Easily the best song on the album, “Bending Hectic” was carefully saved as the penultimate track on the album for a reason. If someone sticks through the whole album, there’s something that goes beyond expectations at the end. The steady build from an atmospheric, soothing section to the blistering end is natural and breathtaking. It feels like the evolution of a sigh to a scream over seven minutes of delicate instrumentation. The dynamics in this song are insane, the breakdown after “I’m letting go of the wheel” could easily be corny and cliche, but the final result feels cathartic. The mix on the song is perfect, everything is at just the right volume and the natural reverb of the orchestra is profound. This song is like being swept into a tornado; the winds surrounding the storm can be felt and are subtle at the edges, but creeping closer will only suck you into a violent, tumultuous end.
Then comes the delicate close of “You Know Me!” What else is there to say about it other than tender and tranquil? Not much, the soft piano ballad closes the album with the orchestra, drums, and distorted ambience with some of the most straightforward and beautiful lyrics the album has to offer. “Always, ‘you know me,’” is an elementary line, but it pulls on the heartstrings after lines like, “you’ve wound yourself around me like you know me,” and, “a town that’s underwater, none of this is mine.” The bare serenity of the instrumentation of the final song is humble but powerful, a definite highlight on the album.

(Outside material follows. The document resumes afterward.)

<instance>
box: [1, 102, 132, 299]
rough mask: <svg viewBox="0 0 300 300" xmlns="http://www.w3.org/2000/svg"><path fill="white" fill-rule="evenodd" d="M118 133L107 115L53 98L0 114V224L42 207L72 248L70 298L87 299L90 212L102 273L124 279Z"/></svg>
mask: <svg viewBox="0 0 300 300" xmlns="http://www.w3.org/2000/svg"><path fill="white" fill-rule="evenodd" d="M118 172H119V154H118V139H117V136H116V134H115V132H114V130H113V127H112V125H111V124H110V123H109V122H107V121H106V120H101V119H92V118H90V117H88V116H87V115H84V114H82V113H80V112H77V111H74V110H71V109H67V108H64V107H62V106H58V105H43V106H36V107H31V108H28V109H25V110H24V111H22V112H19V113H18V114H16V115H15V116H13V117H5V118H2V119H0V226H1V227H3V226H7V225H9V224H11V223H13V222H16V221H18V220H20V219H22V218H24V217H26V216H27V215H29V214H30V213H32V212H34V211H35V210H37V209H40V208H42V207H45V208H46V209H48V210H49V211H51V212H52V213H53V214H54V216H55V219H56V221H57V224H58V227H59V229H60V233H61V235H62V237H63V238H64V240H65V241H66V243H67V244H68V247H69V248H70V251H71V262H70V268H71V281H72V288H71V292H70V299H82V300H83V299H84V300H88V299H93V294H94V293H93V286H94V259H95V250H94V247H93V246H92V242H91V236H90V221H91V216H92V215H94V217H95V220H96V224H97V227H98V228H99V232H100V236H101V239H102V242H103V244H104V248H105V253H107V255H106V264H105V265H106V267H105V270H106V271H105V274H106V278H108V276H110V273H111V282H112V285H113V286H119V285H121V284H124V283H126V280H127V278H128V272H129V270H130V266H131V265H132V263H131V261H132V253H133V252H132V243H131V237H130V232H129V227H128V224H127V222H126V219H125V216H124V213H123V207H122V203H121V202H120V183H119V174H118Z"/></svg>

Perhaps one of the most impressive parts of this album is that it’s very different from Radiohead. Greenwood and Yorke could’ve easily fallen back on what they know, but the refusal to do what’s expected is what keeps their music interesting. The Smile and Radiohead share similar influences and are comparable to a certain extent, but the two projects couldn’t be more different. The Smile is a mature love letter to Miles Davis, Pink Floyd, The Beatles, NEU!, CAN, and Joy Division while doubling as an outlet for some of the most creative minds in music. It’s an album for those willing to be patient with music and one that rewards those who are.